Transhipment in the Kerch Strait is carried out in dangerous proximity to the waters of the Taman-Zaporozhski reserve and the wetland site ‘Taman and Donskoi bays of the Black Sea’, which has now been designated as a potential Ramsar Convention site.
Clearly, the SVL-EBRD deal should have been a category ‘A’ project from the outset, deserving – as with any project that presents a very serious environmental danger – of close public scrutiny and rigorous assessment.
Not learning from the past
The EBRD has encountered difficulties with similar acute projects in this region in the past. Public consultations over a planned credit to the company ‘Tolyatyazot’ for the building of a terminal for the transhipment of ammonia on the Taman peninsula saw vigorous opposition from the local population and environmentalists. In the end, the EBRD loan was not issued.
Furthermore, SVL’s previous activities in the Kerch Strait raise issues about the EBRD’s criteria for this particular client, especially as the bank’s project documentation consists of a very favourable description of SVL Group as ‘a serious and effective operator, which adheres to internationally proclaimed ecological standards and demands for the protection of health.’ Yet, this description takes no account of the company’s previous environmental miscreance.
Yugkhimterminal Ltd. and Yugnyeftekhimtransit Ltd., both part of the SVL Group, have previously been identified as major abusers of the preservation of nature and sanitary legislation in the Port of Caucasus. In one case dating from 2006, Yugkhimterminal Ltd. built a chemical terminal for the transhipment of toxic cargo directly in the village of Chushka in the northern part of the Kerch Strait. As a result, villagers found an ecological disaster on their doorsteps – a once flourishing resort settlement was transformed into a lethally dangerous zone.
SVL failed to provide resettlement for the inhabitants of Chushka, many of whom continue to live in intolerable circumstances, suffering from cancer, cardiovascular illnesses and other dangerous diseases.
Yugkhimterminal Ltd. and Yugnyeftekhimtransit Ltd., and officials from these companies, have repeatedly been called to administrative account for flagrant violations of legislation related to environmental protection.

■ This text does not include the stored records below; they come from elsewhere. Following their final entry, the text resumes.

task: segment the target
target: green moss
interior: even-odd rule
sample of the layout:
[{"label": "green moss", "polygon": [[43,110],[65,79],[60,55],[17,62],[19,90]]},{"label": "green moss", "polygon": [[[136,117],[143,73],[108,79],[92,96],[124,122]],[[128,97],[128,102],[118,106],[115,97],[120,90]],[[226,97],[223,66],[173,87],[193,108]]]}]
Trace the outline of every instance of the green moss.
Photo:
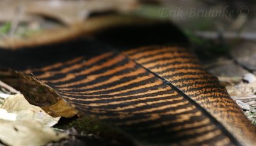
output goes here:
[{"label": "green moss", "polygon": [[10,22],[6,22],[0,27],[1,34],[7,34],[11,30],[12,23]]}]

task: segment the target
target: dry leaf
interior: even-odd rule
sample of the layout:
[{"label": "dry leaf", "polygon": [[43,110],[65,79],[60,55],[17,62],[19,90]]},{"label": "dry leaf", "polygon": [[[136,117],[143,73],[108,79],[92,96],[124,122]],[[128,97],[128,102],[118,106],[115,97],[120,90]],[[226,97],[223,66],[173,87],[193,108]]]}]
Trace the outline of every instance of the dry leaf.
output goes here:
[{"label": "dry leaf", "polygon": [[63,100],[60,100],[53,105],[42,107],[48,114],[54,117],[72,117],[78,113],[78,111],[68,105]]},{"label": "dry leaf", "polygon": [[10,121],[0,119],[0,140],[8,145],[44,145],[67,138],[35,120]]},{"label": "dry leaf", "polygon": [[17,120],[36,120],[45,126],[51,127],[58,123],[60,117],[53,118],[41,108],[30,105],[22,94],[17,94],[4,99],[1,108],[9,113],[17,113]]}]

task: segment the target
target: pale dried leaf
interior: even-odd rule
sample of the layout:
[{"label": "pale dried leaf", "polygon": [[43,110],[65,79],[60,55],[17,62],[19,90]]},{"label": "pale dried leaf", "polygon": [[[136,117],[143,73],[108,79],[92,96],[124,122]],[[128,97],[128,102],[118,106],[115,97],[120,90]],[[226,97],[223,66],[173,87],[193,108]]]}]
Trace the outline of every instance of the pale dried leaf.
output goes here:
[{"label": "pale dried leaf", "polygon": [[36,120],[45,126],[51,127],[58,123],[60,117],[53,118],[41,108],[30,105],[22,94],[12,95],[4,99],[1,108],[16,113],[17,120]]},{"label": "pale dried leaf", "polygon": [[0,119],[0,140],[8,145],[44,145],[67,138],[47,127],[31,120],[10,121]]}]

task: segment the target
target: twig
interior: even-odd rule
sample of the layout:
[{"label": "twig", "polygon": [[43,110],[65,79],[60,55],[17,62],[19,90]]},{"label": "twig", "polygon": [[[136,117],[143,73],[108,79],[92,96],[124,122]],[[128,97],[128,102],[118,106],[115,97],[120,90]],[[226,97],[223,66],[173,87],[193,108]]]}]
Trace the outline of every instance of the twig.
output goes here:
[{"label": "twig", "polygon": [[2,87],[12,93],[19,94],[20,92],[0,80],[0,87]]}]

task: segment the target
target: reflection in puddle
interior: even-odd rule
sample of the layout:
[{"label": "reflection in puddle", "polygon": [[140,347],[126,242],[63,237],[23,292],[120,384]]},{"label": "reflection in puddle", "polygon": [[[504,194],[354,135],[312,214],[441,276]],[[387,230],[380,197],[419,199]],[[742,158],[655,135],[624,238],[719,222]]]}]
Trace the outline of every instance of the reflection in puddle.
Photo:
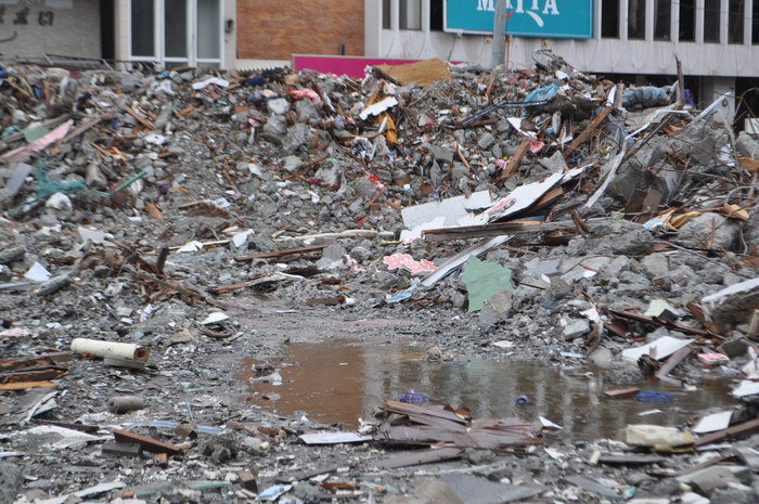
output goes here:
[{"label": "reflection in puddle", "polygon": [[[253,360],[245,360],[240,379],[247,383],[247,400],[280,415],[296,411],[324,424],[343,423],[355,428],[358,417],[372,419],[372,412],[387,399],[413,389],[429,396],[430,403],[463,405],[475,417],[538,415],[564,427],[568,440],[600,437],[618,439],[628,424],[679,426],[713,406],[735,404],[724,380],[698,384],[683,391],[662,383],[642,390],[662,390],[677,401],[651,404],[634,399],[609,400],[600,371],[589,366],[564,369],[546,364],[492,362],[435,363],[420,360],[420,347],[402,344],[356,346],[346,340],[293,344],[278,367],[283,384],[253,383]],[[590,374],[592,373],[592,374]],[[516,404],[519,396],[527,404]],[[267,400],[266,398],[270,398]],[[659,413],[640,415],[652,410]]]}]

In June 2011 the activity of the companies for the transhipment of a variety of dangerous chemical substances in the Port of Caucasus was halted for a period of 60 days by the Tamrukski regional court.

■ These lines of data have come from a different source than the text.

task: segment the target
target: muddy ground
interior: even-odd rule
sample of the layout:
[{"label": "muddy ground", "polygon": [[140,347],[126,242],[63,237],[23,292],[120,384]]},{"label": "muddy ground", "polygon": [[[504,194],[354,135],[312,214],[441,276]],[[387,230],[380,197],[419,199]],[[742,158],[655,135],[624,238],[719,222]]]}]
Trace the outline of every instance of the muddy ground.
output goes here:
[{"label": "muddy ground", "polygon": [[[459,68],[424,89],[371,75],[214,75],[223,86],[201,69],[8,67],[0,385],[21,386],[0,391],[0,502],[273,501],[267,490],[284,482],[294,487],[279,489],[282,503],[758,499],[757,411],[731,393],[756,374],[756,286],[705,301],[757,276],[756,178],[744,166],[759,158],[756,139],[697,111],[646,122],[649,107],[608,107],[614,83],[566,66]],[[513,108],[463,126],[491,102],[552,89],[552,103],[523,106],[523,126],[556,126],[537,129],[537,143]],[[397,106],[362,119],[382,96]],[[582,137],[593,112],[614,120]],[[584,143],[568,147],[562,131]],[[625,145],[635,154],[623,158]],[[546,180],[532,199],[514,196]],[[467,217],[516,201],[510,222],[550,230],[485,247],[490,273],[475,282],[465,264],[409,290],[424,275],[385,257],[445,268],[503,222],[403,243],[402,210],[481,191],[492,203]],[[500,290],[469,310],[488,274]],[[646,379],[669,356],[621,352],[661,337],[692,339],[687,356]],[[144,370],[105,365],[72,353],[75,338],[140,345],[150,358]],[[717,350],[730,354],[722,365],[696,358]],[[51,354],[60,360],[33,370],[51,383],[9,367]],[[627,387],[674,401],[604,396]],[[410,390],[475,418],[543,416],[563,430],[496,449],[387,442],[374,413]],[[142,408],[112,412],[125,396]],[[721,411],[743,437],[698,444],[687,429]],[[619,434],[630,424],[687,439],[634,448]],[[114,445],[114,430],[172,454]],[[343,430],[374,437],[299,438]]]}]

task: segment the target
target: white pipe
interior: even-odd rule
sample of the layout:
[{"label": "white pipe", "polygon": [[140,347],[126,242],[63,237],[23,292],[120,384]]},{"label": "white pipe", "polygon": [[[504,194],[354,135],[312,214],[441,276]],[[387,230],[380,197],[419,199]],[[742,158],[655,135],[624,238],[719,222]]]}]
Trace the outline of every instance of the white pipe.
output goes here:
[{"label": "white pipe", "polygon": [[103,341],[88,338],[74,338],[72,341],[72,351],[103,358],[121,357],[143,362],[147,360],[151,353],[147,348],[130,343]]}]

Given such a dubious track record, it is concerning that the EBRD has recognised SVL as a company ‘which adheres to internationally proclaimed ecological standards and demands for the protection of health.’
Over the years, EBRD investments have regularly been criticised by civil society organisations for supporting dangerous projects that, from the point of view of ecological responsibility, are implemented by questionable companies. The ongoing project with SVL Group provides further evidence in this regard – the EBRD appears willing to continue down the same path, placing commercial interests from the realisation of certain projects higher than the public interest in the countries that it is supposed to serve.